3. Develop an organizational system
The IB program is characterized by comprehensive, large-format projects. If you are planning on the IB diploma, you will need to factor in the long production times required for the 4,000-word extended essay.
Rather than set a deadline reminding you to “complete the gigantic essay,” set interim goals for completing the outline, a first draft, a second draft and a final version.
Your organizational system for the regular course work will depend somewhat on the syllabus. Even here, though, your focus should be on long-term planning for reading books and writing papers.
On a related note, this focus on big picture projects is one of the best arguments for IB programs preparing students for college.
4. Exercise your mind
IB courses place a particular emphasis on creative thinking and information synthesis. In keeping with the international focus, IB language arts classes must select several works from the “Prescribed Literature in Translation” list. Exactly which works are chosen depends on the instructor.
Understanding a translated work poses unique challenges. Not only are you reading the narrative in English, but you must understand the elements lost in translation, and sometimes the new insights granted by a gifted translator.
You don’t need to be fluent in the original language, but you do need to find a well-annotated translation that explains the choices made by the translator, and the nuances and cultural references in the original. Pick one work from the list that’s not originally in your native language. Poetry by Tagore or Neruda, a Viking saga, a short play by Chekov or a novel by Camus would all be good choices.
Find a bilingual version with lots of annotations, and start playing detective. Each week, take one footnote from the book and really try to understand it.
Full understanding may take all of your IB course work, and a few college classes beyond that, but you can plant the seeds this summer, and thrive come fall.

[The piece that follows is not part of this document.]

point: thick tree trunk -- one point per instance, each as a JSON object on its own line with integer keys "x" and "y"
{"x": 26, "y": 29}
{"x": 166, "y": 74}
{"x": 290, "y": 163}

Also, IB courses place a particular emphasis on creative thinking and information synthesis. Practicing these skills can serve you well.
Writer’s Digest is one source that provides a number of prompts that can be a spur to creativity. Why not aim to write a short story each week?
If this is initially too ambitious, try outlining an idea that addresses a writing prompt, with the major characters briefly described. Researching these prompts can also strengthen your synthesis skills.
5. Plan for diploma components, if applicable
If you plan to pursue the IB diploma, summer preparation is essential. Start by reading up on the Theory of Knowledge requirement. You will prevent undue confusion during the school year if you already understand its components come September.
The extended essay is also a major requirement of the program. While a comprehensive guide to writing an essay is beyond the scope of this column, beginning yours early in your IB experience will provide you with ample revision time.
Finally, the creativity, action and service project will involve hours of independent work beyond your standard academic requirements. Summer is too early to choose and start your first project, but it is not too early to begin brainstorming.
Test ideas with your parents or friends, and ask local volunteer organizations if they have outstanding needs that you could incorporate into your service project.
Pursuing an International Baccalaureate diploma is an amazing opportunity, but what you gain from it will equal what you give to it. If you start preparing now, you may just be rewarded with success this fall.